Vintage Signed Crown Trifari © Green Thermoplastic Pendant Necklace with Clear Pave Swirl - This moss green pendant has an "end of day Bakelite" swirled or marbled effect but 2024 I don't believe it is Bakelite. Clear pave set in silvertone sweeps around one side and ends at center top. 24" silvertone snake chain. Signed Crown Trifari and © on the back of the pendant, which measures approximately 1.5" in diameter, and about 1/2" thick at thickest point. Excellent condition, the pave is nice and sparkly, and the design execution is of the usual high quality. This was also done in black and probably other colors as well. I have photoed it both full length and with the chain doubled around the neck form for easier viewing. Very pretty! This style was originally priced at $8.00 in 1974 and the color was referred to as "jade" and was done in goldtone without the pave rhinestones. The general style name for this and several other similar designs in pendant necklaces, brooches and earrings was "The Seventy Fourcasters"! (Info courtesy of the 1974 fall-winter Trifari catalog. ) One would assume the silvertone and pave version was done the following spring but I haven't any corroboration of this, and could have been done earlier as well.

Gustavo Trifari, an Italian immigrant to the US, may have started his business with an uncle, and called the business Trifari and Trifari, but apparently Gustavo and the uncle parted company within a few years. Gustavo went into business with Leo Krussman somewhere around 1918, and were later joined by Carl Fishel. (Apparently the mark TK in a circle has been found in a 1922 Jewelers' Circular, which would infer than Fishel was not part of the organization at that time.) TKF was an abbreviation for the last names (Trifari, Krussman, and Fishel) and the first substantiated use of this mark, a large T flanked by a smaller K and F, is about 1935. Later, it was decided to use just the word "Trifari" rather than the more cumbersome three names, as the owners felt it sounded elegant and European. A crown has been used with the word Trifari in both the advertising and actually on the signature stamping, usually on the more expensive pieces, though the absence or presence of the crown itself may not be of any significance.

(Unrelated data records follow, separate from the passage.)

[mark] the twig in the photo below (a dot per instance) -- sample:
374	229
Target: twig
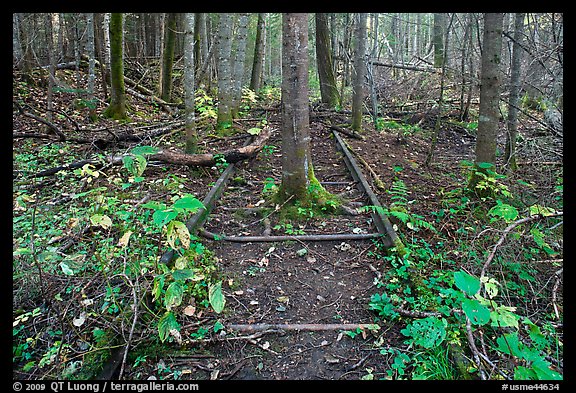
554	290
507	231
474	350
134	319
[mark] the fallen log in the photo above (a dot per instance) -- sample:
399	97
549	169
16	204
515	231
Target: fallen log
176	157
281	238
301	326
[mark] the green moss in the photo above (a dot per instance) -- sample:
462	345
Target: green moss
314	202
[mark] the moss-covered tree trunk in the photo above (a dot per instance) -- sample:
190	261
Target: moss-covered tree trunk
328	88
297	169
512	123
489	113
259	48
117	107
224	68
165	88
239	60
359	71
189	68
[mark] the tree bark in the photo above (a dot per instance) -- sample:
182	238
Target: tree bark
359	71
512	123
259	48
489	113
189	66
297	170
91	103
239	61
224	68
439	28
117	107
165	88
328	88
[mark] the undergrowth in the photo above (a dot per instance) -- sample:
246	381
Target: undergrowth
464	318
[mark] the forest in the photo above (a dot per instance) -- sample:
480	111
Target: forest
287	196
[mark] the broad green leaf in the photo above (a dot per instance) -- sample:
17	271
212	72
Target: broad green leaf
505	211
181	262
101	220
476	312
182	274
218	326
188	202
466	282
543	210
484	165
504	317
143	150
163	217
158	286
154	205
539	240
123	242
543	370
66	269
167	323
427	332
173	295
216	297
522	373
135	164
177	230
491	286
509	344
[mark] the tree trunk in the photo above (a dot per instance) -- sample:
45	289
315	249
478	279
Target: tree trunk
259	48
439	27
328	88
165	88
359	71
297	171
489	96
91	102
17	55
239	61
512	123
117	107
52	64
189	65
224	68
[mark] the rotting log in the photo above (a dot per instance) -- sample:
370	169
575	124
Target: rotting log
382	223
175	157
209	200
300	326
281	238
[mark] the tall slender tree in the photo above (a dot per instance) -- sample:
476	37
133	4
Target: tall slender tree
224	68
359	71
239	61
489	113
259	50
299	185
438	42
512	122
328	88
91	64
165	88
117	107
189	71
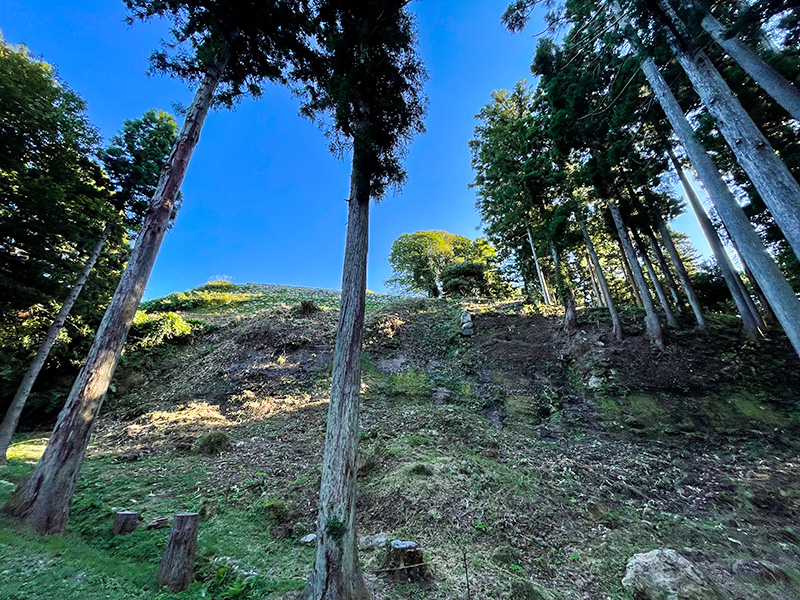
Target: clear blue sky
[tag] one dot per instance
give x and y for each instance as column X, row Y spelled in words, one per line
column 263, row 198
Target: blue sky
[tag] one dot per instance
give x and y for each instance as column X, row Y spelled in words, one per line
column 263, row 198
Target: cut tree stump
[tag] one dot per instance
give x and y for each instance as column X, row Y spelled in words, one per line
column 177, row 565
column 126, row 522
column 405, row 563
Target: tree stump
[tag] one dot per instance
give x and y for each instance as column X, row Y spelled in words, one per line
column 126, row 522
column 405, row 563
column 177, row 565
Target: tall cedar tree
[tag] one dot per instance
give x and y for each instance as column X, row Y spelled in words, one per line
column 230, row 48
column 367, row 80
column 133, row 162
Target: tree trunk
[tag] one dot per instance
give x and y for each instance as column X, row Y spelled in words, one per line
column 336, row 574
column 664, row 268
column 675, row 257
column 11, row 420
column 595, row 289
column 652, row 322
column 564, row 290
column 662, row 297
column 43, row 500
column 177, row 565
column 626, row 267
column 545, row 292
column 772, row 82
column 769, row 175
column 616, row 322
column 751, row 324
column 780, row 295
column 769, row 316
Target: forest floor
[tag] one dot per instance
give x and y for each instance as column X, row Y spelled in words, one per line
column 542, row 462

Many collectors feel that Trifari jewelry, especially those pieces from the 1930's-1960, are among the finest pieces of costume jewelry ever produced. Though Alfred Philippe was head designer for many years and signed most of the design patents issued to Trifari, a number of top notch designers worked for the company, such as Alfred Spaney, Norman BelGeddes, Bennetto Panetta, Joseph Wuyts, and later, Marcella Saltz, Diane Love, Jean Paris, Jonathan Bailey, Kunio Matsumoto and Aldo Cipullo. One designer in the 1960's started his own company (Dewees) and after it's closing, returned to Trifari for a short time before retiring. When one reads of the extensive quality control used in the production of the pieces, it is no wonder they often remain as beautiful today as they were when produced. It is interesting to see how, over the years, the same designs were varied, with and without stones, with and without enameling, and in various stones colors if stones were used.